The incident took place as Israeli strikes over Lebanon intensify amid
scrambles to hold a tense ceasefire that ended Israel's war with Hezbollah last
November, and mounting pressure on the Lebanese government to disarm the
powerful group.
Israel's latest conflict with Hezbollah began the day after the Oct. 7,
2023, Hamas-led attack on Israel triggered the war in the Gaza Strip. The
militant group Hezbollah, largely based in southern Lebanon, began firing
rockets into Israel in support of Hamas and the Palestinians.
Israeli Arabic military spokesperson Avichay Adraee said Monday that while
the drone was near peacekeeping forces from UNIFIL in the southeastern border
town of Kfar Kila, it was conducting "routine information-gathering and
reconnaissance activity" and did not fire at the peacekeeping troops.

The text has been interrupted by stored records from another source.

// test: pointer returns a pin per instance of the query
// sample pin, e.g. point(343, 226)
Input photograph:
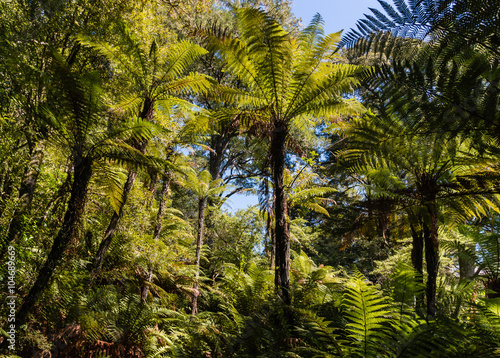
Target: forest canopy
point(128, 129)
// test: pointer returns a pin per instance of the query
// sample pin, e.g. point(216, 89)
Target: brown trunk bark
point(146, 113)
point(417, 260)
point(282, 234)
point(158, 226)
point(202, 205)
point(431, 257)
point(76, 204)
point(108, 236)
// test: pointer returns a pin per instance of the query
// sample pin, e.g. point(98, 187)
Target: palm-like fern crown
point(420, 167)
point(155, 74)
point(288, 78)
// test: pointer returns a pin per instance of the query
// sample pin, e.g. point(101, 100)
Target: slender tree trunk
point(431, 258)
point(108, 236)
point(417, 260)
point(59, 196)
point(158, 226)
point(202, 205)
point(146, 113)
point(76, 204)
point(282, 234)
point(6, 189)
point(26, 192)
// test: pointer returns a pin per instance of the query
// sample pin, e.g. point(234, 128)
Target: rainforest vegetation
point(130, 129)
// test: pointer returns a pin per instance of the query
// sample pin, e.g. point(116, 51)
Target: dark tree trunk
point(492, 286)
point(282, 234)
point(219, 145)
point(431, 258)
point(76, 204)
point(158, 226)
point(417, 260)
point(146, 113)
point(26, 192)
point(5, 189)
point(59, 196)
point(202, 205)
point(467, 267)
point(108, 236)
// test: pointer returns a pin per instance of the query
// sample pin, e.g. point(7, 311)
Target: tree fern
point(369, 319)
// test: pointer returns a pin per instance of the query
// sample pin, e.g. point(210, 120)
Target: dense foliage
point(128, 129)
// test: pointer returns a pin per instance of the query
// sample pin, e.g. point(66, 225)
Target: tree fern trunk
point(417, 260)
point(146, 113)
point(282, 234)
point(431, 258)
point(108, 236)
point(202, 205)
point(76, 204)
point(158, 225)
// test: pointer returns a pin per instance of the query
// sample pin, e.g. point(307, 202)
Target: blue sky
point(338, 15)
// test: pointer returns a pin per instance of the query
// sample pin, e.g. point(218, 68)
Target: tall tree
point(288, 80)
point(74, 123)
point(156, 81)
point(424, 175)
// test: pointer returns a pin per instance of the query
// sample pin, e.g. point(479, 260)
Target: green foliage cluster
point(127, 129)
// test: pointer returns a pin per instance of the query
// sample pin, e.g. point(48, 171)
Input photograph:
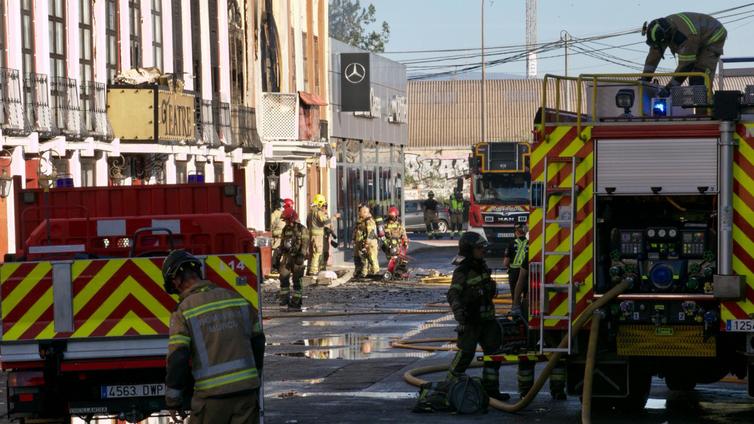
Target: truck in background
point(499, 195)
point(84, 314)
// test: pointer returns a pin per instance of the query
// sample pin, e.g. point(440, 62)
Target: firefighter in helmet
point(293, 247)
point(395, 233)
point(223, 359)
point(457, 206)
point(365, 244)
point(470, 297)
point(431, 220)
point(277, 224)
point(696, 39)
point(318, 223)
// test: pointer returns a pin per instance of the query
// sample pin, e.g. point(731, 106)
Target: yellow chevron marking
point(129, 321)
point(27, 284)
point(229, 275)
point(96, 283)
point(129, 286)
point(30, 317)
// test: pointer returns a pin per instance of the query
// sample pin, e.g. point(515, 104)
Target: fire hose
point(411, 376)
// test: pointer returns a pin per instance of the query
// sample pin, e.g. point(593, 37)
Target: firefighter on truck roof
point(696, 39)
point(216, 341)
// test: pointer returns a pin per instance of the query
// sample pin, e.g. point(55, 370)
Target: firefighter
point(216, 342)
point(430, 215)
point(696, 39)
point(457, 205)
point(470, 297)
point(516, 257)
point(395, 233)
point(318, 224)
point(293, 247)
point(365, 244)
point(276, 226)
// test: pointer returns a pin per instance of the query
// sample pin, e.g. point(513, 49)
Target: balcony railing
point(37, 103)
point(94, 111)
point(244, 128)
point(65, 106)
point(205, 128)
point(11, 101)
point(221, 118)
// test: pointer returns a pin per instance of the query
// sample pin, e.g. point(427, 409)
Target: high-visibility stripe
point(720, 33)
point(214, 306)
point(224, 380)
point(688, 22)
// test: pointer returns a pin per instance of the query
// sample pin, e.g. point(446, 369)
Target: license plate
point(739, 325)
point(132, 390)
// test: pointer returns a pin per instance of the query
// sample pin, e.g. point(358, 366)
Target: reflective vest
point(522, 246)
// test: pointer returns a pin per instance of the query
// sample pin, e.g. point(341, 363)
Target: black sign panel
point(354, 82)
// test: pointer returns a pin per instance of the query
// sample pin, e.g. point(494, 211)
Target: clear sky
point(455, 24)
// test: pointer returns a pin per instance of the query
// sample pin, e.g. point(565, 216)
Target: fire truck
point(84, 314)
point(655, 195)
point(499, 197)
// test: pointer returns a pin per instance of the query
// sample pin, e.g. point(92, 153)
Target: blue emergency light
point(659, 107)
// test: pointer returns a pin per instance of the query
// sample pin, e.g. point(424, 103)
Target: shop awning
point(311, 99)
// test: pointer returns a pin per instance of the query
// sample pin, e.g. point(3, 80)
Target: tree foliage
point(350, 23)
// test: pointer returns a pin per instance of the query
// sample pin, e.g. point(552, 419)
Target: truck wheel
point(680, 383)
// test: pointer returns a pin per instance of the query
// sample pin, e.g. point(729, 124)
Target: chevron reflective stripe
point(687, 57)
point(226, 379)
point(718, 35)
point(743, 224)
point(178, 339)
point(214, 306)
point(692, 27)
point(564, 142)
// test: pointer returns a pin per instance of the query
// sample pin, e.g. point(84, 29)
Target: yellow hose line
point(411, 376)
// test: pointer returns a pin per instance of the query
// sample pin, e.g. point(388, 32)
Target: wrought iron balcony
point(94, 111)
point(244, 128)
point(11, 102)
point(221, 118)
point(66, 108)
point(37, 103)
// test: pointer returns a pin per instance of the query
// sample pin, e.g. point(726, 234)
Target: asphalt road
point(343, 370)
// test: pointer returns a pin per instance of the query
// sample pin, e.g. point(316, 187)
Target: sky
point(455, 24)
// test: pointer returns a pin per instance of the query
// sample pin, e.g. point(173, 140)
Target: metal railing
point(11, 100)
point(594, 80)
point(221, 118)
point(37, 101)
point(94, 110)
point(65, 106)
point(205, 128)
point(243, 121)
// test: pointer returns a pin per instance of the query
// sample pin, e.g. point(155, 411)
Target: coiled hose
point(411, 376)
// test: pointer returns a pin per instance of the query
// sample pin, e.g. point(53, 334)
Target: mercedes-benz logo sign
point(355, 73)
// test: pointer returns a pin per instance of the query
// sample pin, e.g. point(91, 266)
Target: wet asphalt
point(343, 370)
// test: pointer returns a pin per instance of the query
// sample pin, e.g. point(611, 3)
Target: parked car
point(414, 217)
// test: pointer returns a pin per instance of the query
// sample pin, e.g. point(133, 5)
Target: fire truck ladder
point(570, 221)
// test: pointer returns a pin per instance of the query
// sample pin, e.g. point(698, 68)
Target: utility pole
point(484, 109)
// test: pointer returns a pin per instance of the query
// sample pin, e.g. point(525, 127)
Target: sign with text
point(175, 120)
point(355, 82)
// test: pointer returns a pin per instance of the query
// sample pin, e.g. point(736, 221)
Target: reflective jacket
point(317, 221)
point(216, 338)
point(471, 292)
point(691, 33)
point(277, 223)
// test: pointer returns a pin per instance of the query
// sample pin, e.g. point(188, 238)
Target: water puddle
point(350, 346)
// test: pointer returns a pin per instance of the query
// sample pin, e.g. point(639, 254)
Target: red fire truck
point(500, 183)
point(645, 203)
point(84, 314)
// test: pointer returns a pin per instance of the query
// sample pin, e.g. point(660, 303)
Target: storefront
point(369, 143)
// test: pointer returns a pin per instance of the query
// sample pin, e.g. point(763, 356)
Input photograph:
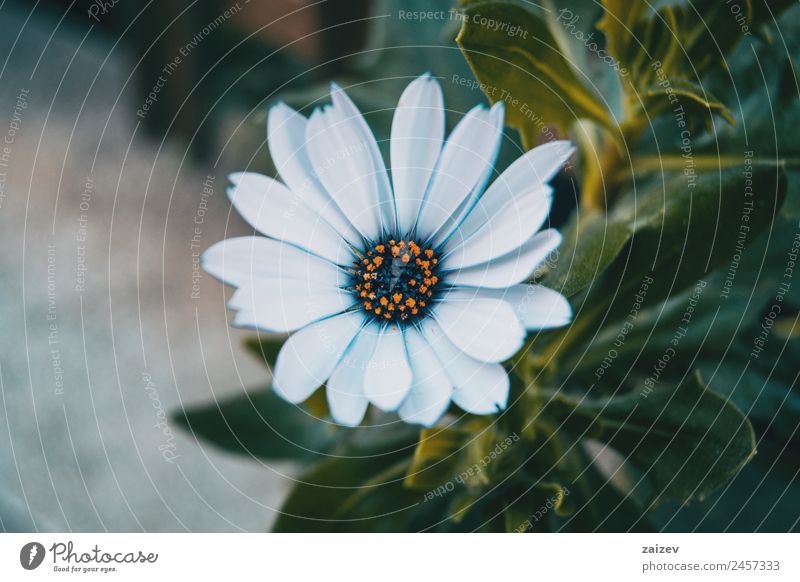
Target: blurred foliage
point(671, 402)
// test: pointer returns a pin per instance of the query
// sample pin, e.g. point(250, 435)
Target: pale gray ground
point(88, 458)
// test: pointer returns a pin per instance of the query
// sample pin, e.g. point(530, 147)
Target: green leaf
point(695, 100)
point(361, 490)
point(683, 231)
point(513, 54)
point(530, 511)
point(260, 425)
point(456, 455)
point(619, 20)
point(592, 240)
point(688, 440)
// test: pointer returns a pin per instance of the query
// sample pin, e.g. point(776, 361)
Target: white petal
point(430, 391)
point(343, 165)
point(480, 387)
point(346, 398)
point(271, 208)
point(511, 268)
point(350, 112)
point(308, 357)
point(470, 151)
point(536, 307)
point(492, 231)
point(241, 261)
point(536, 167)
point(417, 135)
point(286, 131)
point(485, 328)
point(388, 375)
point(282, 305)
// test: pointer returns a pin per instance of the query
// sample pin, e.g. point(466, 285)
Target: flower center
point(395, 281)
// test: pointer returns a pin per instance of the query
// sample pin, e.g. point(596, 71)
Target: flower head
point(405, 293)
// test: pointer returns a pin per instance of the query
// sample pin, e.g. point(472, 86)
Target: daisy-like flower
point(408, 292)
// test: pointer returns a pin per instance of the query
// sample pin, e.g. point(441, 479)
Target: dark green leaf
point(695, 100)
point(513, 54)
point(592, 240)
point(260, 425)
point(687, 440)
point(361, 489)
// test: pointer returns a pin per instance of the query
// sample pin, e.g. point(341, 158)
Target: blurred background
point(120, 121)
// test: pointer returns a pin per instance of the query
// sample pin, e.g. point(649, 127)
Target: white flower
point(405, 294)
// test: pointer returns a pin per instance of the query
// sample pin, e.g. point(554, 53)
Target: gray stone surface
point(80, 445)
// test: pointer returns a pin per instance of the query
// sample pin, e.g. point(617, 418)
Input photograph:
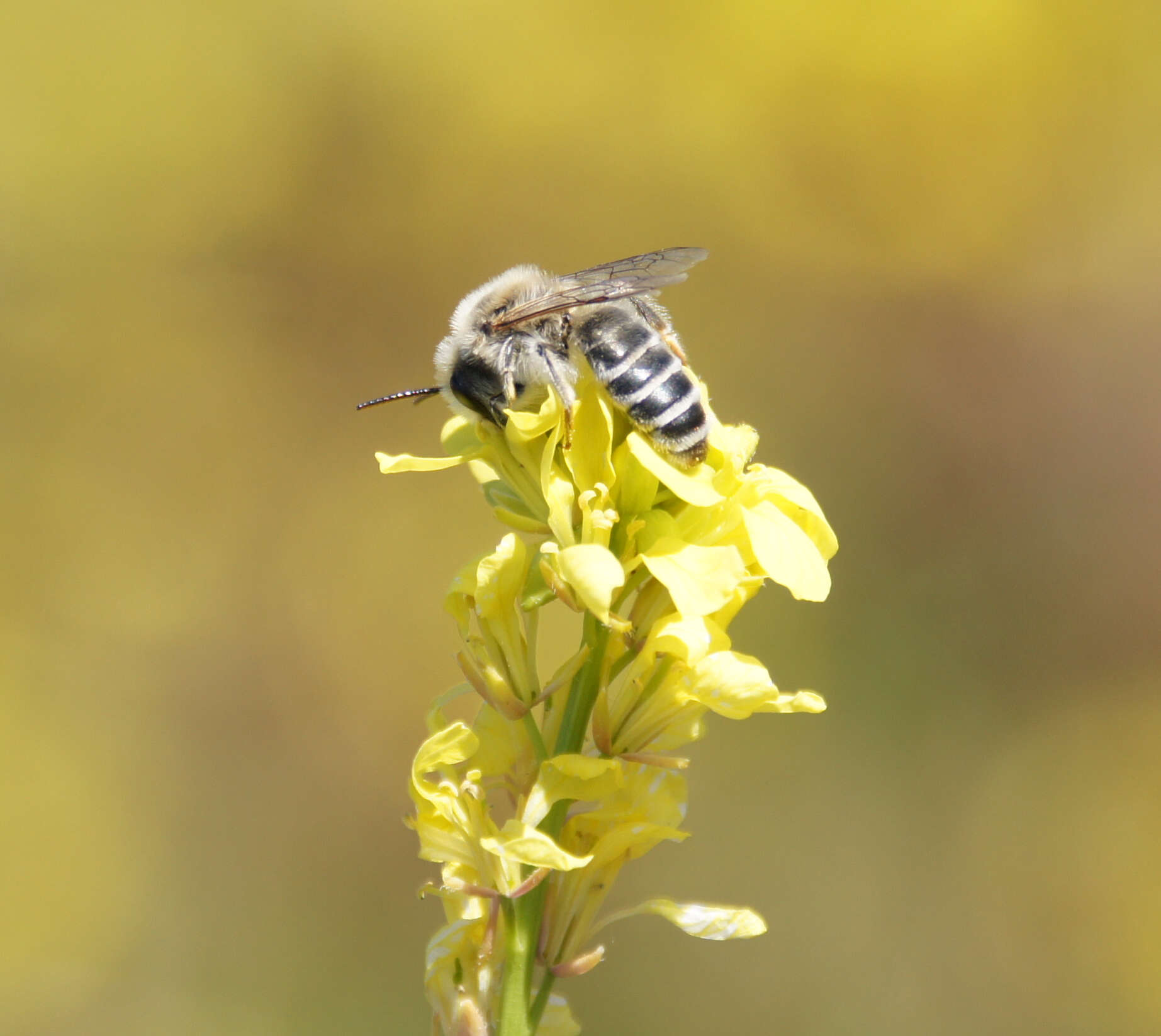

"After the drone was shot down, Defense Army forces threw a hand grenade at
the area where the drone was downed," Adraee said in a statement on X, formerly
Twitter.
UNIFIL, however, in a statement Sunday said an Israeli drone had flown over
a UNIFIL patrol "in an aggressive manner" and that "peacekeepers applied
necessary defensive countermeasures to neutralize" it.
It said that shortly after that, an Israeli drone dropped a grenade near the
peacekeeping mission and an Israeli tank fired toward them. No peacekeepers
were wounded.
The peacekeeping force, known as UNIFIL, was created to oversee the
withdrawal of Israeli troops after Israel's 1978 invasion of southern Lebanon.
Its mission was expanded following the monthlong 2006 war between Israel and
Hezbollah.
Earlier this year, the U.N. Security Council voted to end UNIFIL's mandate
as of Dec. 31, 2026, at which point the force will have a year to wind down its
mission and withdraw its forces and personnel.